Il est rare que des livres écrits il y a cent cinquante ans deviennent soudainement, et qui plus est sous d’autres latitudes, d’une actualité vraiment brûlante. L’Ancien Régime et la Révolution, d’Alexis de Tocqueville, est pourtant devenu au cours des trois derniers mois un vrai best-seller en Chine. Cet ouvrage de 1856, dont il existe pléthore d’éditions chinoises, s’écoule par piles entières dans les librairies. Au cours du seul mois dernier, notait lundi un quotidien, des centaines de milliers d’exemplaires ont été vendus. «Tocqueville n’aurait jamais imaginé que notre très ancienne nation orientale se pâmerait d’admiration devant son livre», observe le célèbre hebdomadaire Nanfang. Cet extraordinaire phénomène d’édition tient au fait que beaucoup de Chinois considèrent, assez singulièrement, que Tocqueville apporte une clé permettant de comprendre la Chine.

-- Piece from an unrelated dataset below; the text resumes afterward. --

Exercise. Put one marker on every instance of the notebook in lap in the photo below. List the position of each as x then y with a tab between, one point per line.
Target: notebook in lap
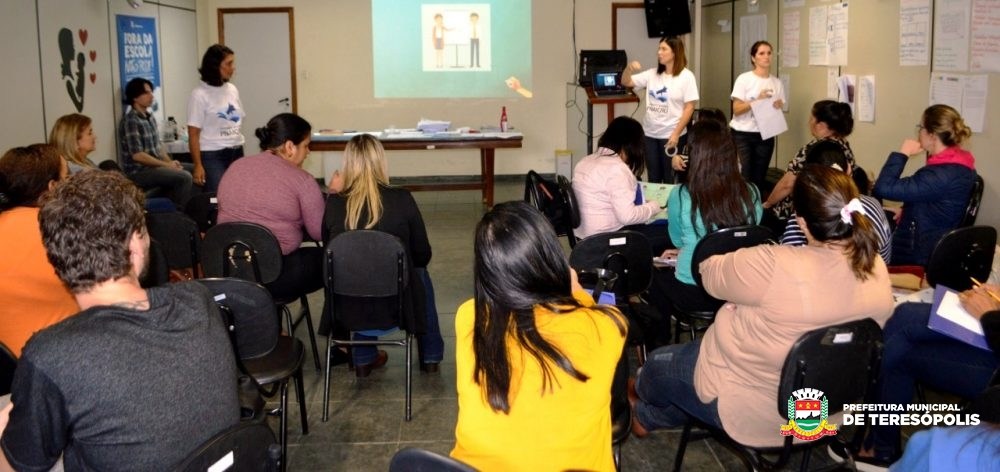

Parallélisme avec la Chine?

Examinant les causes de la Révolution française de 1789 (que les Chinois appellent «la Grande Révolution»), il démontre que ce n’est pas la pauvreté qui a constitué son catalyseur, car paradoxalement, à l’aube de ce grand événement, jamais la France n’avait été aussi prospère (elle était toutefois corrompue et inégalitaire). Il établit aussi que la monarchie avait entamé des réformes, et que c’est en ouvrant cette boîte de Pandore qu’elle a précipité son renversement. «Le moment le plus dangereux pour un mauvais gouvernement est d’ordinaire lorsqu’il commence à se réformer», écrit Tocqueville, pour qui «l’histoire est une galerie de tableaux où il y a peu d’originaux et beaucoup de copies».

Le même mécanisme peut-il se produire en Chine? Les parallèles historiques ont leurs limites. Il n’y a pourtant pas que les esprits fantasques qui s’intéressent à ces analogies. Deux des sept membres de l’enceinte suprême communiste, le comité permanent du politburo – Li Keqiang, premier ministre désigné, et Wang Qishan, économiste et historien de formation – ont recommandé ce livre aux cadres du Parti communiste. Wang Qishan aurait conclu de sa lecture de Tocqueville que «la Chine ne parcourra pas sans cahots son chemin vers la modernité». «Le simple fait que Wang Qishan ait recommandé la lecture de ce livre, estime pour sa part Gu Su, traductrice d’une des éditions chinoises de L’Ancien Régime et la Révolution, montre que le pouvoir chinois est en pleine crise».

Réformes, quelles réformes?

La dissidence et une partie de l’intelligentsia se sont aussi emparées de Tocqueville, pour forger des arguments en faveur d’une réforme politique. Sur les blogs d’Internet, beaucoup saluent l’avant-propos de l’ouvrage, qui traite de la période post-révolutionnaire: «Ce gouvernement, plus fort et beaucoup plus absolu que celui que la Révolution a renversé, concentre tous les pouvoirs, supprime toutes les libertés si chèrement payées, met à leur place leurs vaines images […]».

De multiples blogs chinois recopient allègrement ces hérésies, sans que l’omniprésente censure d’Internet ait encore eu le réflexe de sévir. L’hebdomadaire réformiste Nanfang se délecte à cet exercice d’exégèse: «Dans un pays qui a une longue tradition despotique, la révolution est difficile à éviter sans réforme. Mais ce n’est pas parce que des réformes sont entamées qu’il n’y aura pas de révolution. Cependant, sans réforme, la situation empire, et il n’y a qu’avec des réformes appropriées que le peuple a des chances de redevenir libre.»

Ce dilemme de la réforme politique impossible – qui, comme le souligne sur le Net un lecteur de Tocqueville, «fut aussi celui du pouvoir soviétique sous Gorbatchev» – semble du coup revenir hanter le PC chinois. «Pourquoi l’URSS s’est-elle désintégrée?» demandait le numéro un chinois Xi Jinping pas plus tard qu’en décembre dernier, en s’adressant à un petit comité de cadres. «Principalement parce qu’elle avait perdu ses convictions et ses idéaux», a martelé Xi en exigeant un «retour à la discipline léniniste», seule à même selon lui, d’épargner un sort semblable au PC chinois. «La clé, a-t-il grondé dans ce discours non public, est de savoir ce qu’il faut réformer, et ce qu’il ne faut pas réformer.» Et de conclure, en faisant fi des leçons de Tocqueville: «Il y a certaines choses qu’on ne changera jamais, quoiqu’il en coûte.»